The mixed estimator (assuming \({\rm{Cov}}\left( {\bf{u}} \right) = \sigma ^2 {\bf{I}}\)) is

\begin{equation} \hat \beta = \left( {{\bf{X'}}{\kern 1pt} {\bf{X}} + \sigma ^2 {\bf{R'V}}^{ - {\bf{1}}} {\bf{R}}} \right)^{ - 1} \left( {{\bf{X'y}} + \sigma ^2 {\bf{R'V}}^{ - {\bf{1}}} {\bf{r}}} \right) \end{equation}

The ridge estimator is a special case of this where \(\bf{R}=\bf{I}\), \(\bf{r}=0\), and \(\bf{V}\) is scalar (multiple of the identity).

Computation Tools

Note that both techniques estimate \(\beta\) as

\begin{equation} \left( {{\bf{X'}}{\kern 1pt} {\bf{X}} + {\bf{Q}}} \right)^{ - 1} \left( {{\bf{X'y}} + {\bf{q}}} \right) \end{equation}

The tools for implementing such estimators are the CMOMENT and LINREG(CREATE) instructions:

•CMOMENT computes the matrices \({\bf{X'X}}\) and \({\bf{X'y}}\) using the actual data. In practice, these will actually be segments of the same matrix.

•LINREG(CREATE) takes as input already computed coefficients and covariance matrix and produces the rest of the regression output from that.

To simplify this process, on CMOMENT, you should list the variables as regressors first, followed by the dependent variable. That way, the matrix %CMOM, as computed by CMOMENT will have the form

\begin{equation} \left[ {\begin{array}{*{20}c} {{\bf{X'}}{\kern 1pt} {\bf{X}}} & {{\bf{y'}}{\kern 1pt} {\bf{X}}} \\ {{\bf{X'y}}} & {{\bf{y'y}}} \\ \end{array}} \right] \end{equation}

(actually just the lower triangle of this), so \({\bf{X'X}}\) is the top corner, and \({\bf{X'y}}\) is all but the last element of the last row.
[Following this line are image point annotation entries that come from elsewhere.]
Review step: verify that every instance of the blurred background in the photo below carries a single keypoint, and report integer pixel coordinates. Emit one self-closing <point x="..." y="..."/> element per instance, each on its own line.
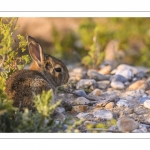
<point x="91" y="41"/>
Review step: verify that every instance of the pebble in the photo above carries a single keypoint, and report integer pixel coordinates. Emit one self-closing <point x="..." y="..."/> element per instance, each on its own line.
<point x="81" y="101"/>
<point x="103" y="84"/>
<point x="80" y="93"/>
<point x="97" y="92"/>
<point x="142" y="130"/>
<point x="127" y="124"/>
<point x="82" y="115"/>
<point x="147" y="104"/>
<point x="125" y="66"/>
<point x="103" y="114"/>
<point x="109" y="105"/>
<point x="89" y="123"/>
<point x="85" y="83"/>
<point x="119" y="78"/>
<point x="105" y="70"/>
<point x="141" y="75"/>
<point x="122" y="103"/>
<point x="140" y="84"/>
<point x="97" y="76"/>
<point x="125" y="73"/>
<point x="79" y="108"/>
<point x="143" y="99"/>
<point x="117" y="85"/>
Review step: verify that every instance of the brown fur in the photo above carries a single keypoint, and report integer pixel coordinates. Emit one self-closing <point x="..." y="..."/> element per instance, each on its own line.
<point x="45" y="73"/>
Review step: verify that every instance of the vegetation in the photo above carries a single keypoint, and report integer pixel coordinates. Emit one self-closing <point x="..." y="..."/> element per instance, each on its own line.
<point x="12" y="120"/>
<point x="132" y="34"/>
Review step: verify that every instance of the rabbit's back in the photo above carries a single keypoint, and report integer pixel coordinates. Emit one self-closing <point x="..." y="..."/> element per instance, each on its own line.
<point x="22" y="84"/>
You can use %XSUBMAT to pull these out.

Ridge Regression

Ridge regression is especially easy because all we need to do is add a constant to the diagonal elements of \({\bf{X'X}}\).

cmoment

# constant x1 x2 x3 x4 y

* This does the least squares regression

linreg(cmoment) y

# constant x1 x2 x3 x4

compute xx=%xsubmat(%cmom,1,%nreg,1,%nreg)+K*%identity(%nreg)

compute xy=%xsubmat(%cmom,1,%nreg,%nreg+1,%nreg+1)
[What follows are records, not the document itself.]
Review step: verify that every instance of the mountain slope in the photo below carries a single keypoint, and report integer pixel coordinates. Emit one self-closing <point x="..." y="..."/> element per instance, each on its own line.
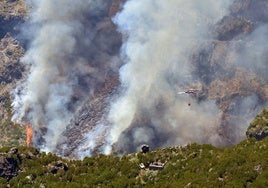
<point x="242" y="165"/>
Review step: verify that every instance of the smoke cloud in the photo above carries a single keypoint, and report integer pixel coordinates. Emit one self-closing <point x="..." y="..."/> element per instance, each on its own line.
<point x="66" y="62"/>
<point x="71" y="95"/>
<point x="159" y="39"/>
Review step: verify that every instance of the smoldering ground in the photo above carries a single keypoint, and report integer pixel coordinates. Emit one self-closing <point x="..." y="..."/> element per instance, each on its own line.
<point x="72" y="54"/>
<point x="68" y="58"/>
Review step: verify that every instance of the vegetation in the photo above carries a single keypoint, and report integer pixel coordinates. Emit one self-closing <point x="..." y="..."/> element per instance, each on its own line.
<point x="258" y="128"/>
<point x="9" y="8"/>
<point x="243" y="165"/>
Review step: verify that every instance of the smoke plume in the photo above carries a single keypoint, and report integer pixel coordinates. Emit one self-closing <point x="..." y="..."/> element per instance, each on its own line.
<point x="159" y="39"/>
<point x="66" y="63"/>
<point x="185" y="69"/>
linreg(create,lastreg,covmat=inv(xx),coeffs=inv(xx)*xy)

Choosing an appropriate value for \(K\) is the real problem with ridge regression. See, for example, the discussion in Judge, et. all (1991).

Mixed Estimation

We need to construct the matrices \(\bf{R}\), \(\bf{r}\) and \(\bf{V}\) in some fashion. \(\bf{r}\) is often zero and \(\bf{V}\) is almost always diagonal, and is usually a scalar matrix (a constant times the identity), which simplify these considerably.

Since we do not know \(\sigma^2\), in general, we must use an estimate \(s^2\) of it. We do a preliminary LINREG to get the estimate \(s\) of \(\sigma\), then use matrix commands to compute \({\bf{X'}}{\kern 1pt} {\bf{X}} + s^2{\bf{R'V}}^{ - 1} {\bf{R}}\) and \({\bf{X'}}{\kern 1pt} {\bf{y}} + s^2 {\bf{R'V}}^{ - 1} {\bf{r}}\).

This is quite a bit more complicated than ridge estimation. You can use the procedure @MIXED to do this.

SHILLER.RPF provides an example of mixed estimation to apply the Shiller Smoothness Prior to estimation of a distributed lag. Mixed estimation is used internally to estimate VAR's with a prior.